Well, restaurants in Delhi will soon have their menus printed in Braille.
State Commissioner of Person with Disabilities (PWD) T D Dhariyal has recently passed an order to almost 400 hotels and restaurants stating that they should print menus in Braille for the benefit of the visually impaired, reports the New Indian Express.
“All the members which are part of the Federation of Hotel and Restaurant Association of India (FHRAI) have been instructed to implement the order given by the court. Many PwD people who visit hotels maybe alone and Braille would be very helpful. As per the Rights of Persons with Disabilities Act, 2016 access to public services is mandatory,” said the commissioner.
The order specifies that the provisions should be put together in a small booklet and uploaded in the website of Ministry Of Tourism to ensure compliance with the act.
In India nearly 40 million people, including 1.6 million children, are blind or visually impaired due to refractive error, reports the Tribune.
Many among the underprivileged section are unaware that this is correctable.
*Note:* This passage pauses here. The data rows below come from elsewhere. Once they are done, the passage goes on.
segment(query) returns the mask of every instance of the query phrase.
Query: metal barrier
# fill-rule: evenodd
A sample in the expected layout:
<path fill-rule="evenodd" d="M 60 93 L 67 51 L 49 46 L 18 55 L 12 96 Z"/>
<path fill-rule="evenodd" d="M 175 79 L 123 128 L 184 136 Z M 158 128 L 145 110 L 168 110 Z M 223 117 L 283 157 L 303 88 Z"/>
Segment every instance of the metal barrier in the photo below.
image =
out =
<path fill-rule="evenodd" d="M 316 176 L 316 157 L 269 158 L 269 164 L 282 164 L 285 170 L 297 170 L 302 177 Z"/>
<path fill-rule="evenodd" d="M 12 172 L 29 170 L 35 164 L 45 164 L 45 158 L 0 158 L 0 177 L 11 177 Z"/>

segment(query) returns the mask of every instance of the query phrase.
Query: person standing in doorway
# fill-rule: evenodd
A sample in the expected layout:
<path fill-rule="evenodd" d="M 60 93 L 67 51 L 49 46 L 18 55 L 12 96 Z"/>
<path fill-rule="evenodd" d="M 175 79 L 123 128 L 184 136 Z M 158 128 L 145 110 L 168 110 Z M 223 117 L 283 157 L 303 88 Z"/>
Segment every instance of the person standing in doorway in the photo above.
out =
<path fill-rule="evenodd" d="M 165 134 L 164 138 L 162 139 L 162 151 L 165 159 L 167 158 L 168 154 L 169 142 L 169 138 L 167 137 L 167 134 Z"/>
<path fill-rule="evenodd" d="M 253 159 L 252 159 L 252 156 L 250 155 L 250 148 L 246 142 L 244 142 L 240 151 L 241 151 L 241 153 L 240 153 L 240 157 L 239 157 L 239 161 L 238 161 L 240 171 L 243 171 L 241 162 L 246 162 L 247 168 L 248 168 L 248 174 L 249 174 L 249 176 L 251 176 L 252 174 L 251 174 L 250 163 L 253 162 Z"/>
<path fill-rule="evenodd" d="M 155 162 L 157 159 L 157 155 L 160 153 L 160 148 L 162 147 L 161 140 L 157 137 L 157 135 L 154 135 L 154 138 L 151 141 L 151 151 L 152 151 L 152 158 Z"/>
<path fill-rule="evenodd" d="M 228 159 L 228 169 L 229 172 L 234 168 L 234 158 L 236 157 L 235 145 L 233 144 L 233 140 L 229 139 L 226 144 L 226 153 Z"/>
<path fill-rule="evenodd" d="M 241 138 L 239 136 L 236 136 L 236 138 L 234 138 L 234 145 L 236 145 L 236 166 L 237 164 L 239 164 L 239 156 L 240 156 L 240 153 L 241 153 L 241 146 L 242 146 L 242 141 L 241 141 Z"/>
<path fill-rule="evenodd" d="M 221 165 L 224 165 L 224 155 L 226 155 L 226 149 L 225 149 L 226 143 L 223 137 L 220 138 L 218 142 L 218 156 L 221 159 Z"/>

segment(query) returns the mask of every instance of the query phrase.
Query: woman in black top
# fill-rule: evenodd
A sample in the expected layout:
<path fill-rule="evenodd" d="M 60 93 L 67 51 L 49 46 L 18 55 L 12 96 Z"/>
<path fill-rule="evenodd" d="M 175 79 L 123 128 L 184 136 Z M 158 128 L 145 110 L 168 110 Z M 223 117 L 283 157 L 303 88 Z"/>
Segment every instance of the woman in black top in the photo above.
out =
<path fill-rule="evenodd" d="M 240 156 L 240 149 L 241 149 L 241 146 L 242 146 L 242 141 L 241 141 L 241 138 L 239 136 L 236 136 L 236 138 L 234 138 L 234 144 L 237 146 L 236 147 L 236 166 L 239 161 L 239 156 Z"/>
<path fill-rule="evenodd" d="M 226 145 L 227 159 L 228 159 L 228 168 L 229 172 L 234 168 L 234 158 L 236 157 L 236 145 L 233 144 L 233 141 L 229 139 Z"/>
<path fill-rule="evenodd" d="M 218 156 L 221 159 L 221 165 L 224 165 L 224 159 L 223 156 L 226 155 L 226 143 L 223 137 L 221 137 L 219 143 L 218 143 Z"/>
The World Health Organisation (WHO) that has given these numbers also suggests that a majority of these people live in villages and tier-4 cities where they don’t have access to glasses.
Schemes For Visually Impaired in Delhi
In April, the visually-impaired voters of East Delhi constituency were handed out Braille-coded voter cards, an initiative aimed at making polls more accessible for the differently-abled.
District Election Officer for East Delhi, K. Mahesh had told PTI that there were 5,218 differently-abled voters in East Delhi, among whom 276 were blind. They were handed out specially designed voter IDs.
Delhi Metro was recently conferred a national award for the empowerment of specially-abled persons. On station floors tactile pathways have been made to help guide the persons with visual impairment. These paths are made of bright yellow tiles with tiny bumps and ridges on it. Visually impaired people can feel the path by touching cane on these projections. Bright color of the path helps people with low vision to better see the paths. These paths do lead people right to the places like ticket counters, toilets, platforms etc.
In March, the the Indian Institue of Technology – Delhi introduced India’s first low-cost Braille laptop, ‘Dotbook’, with an aim to provide visually impaired with independent access to digital content.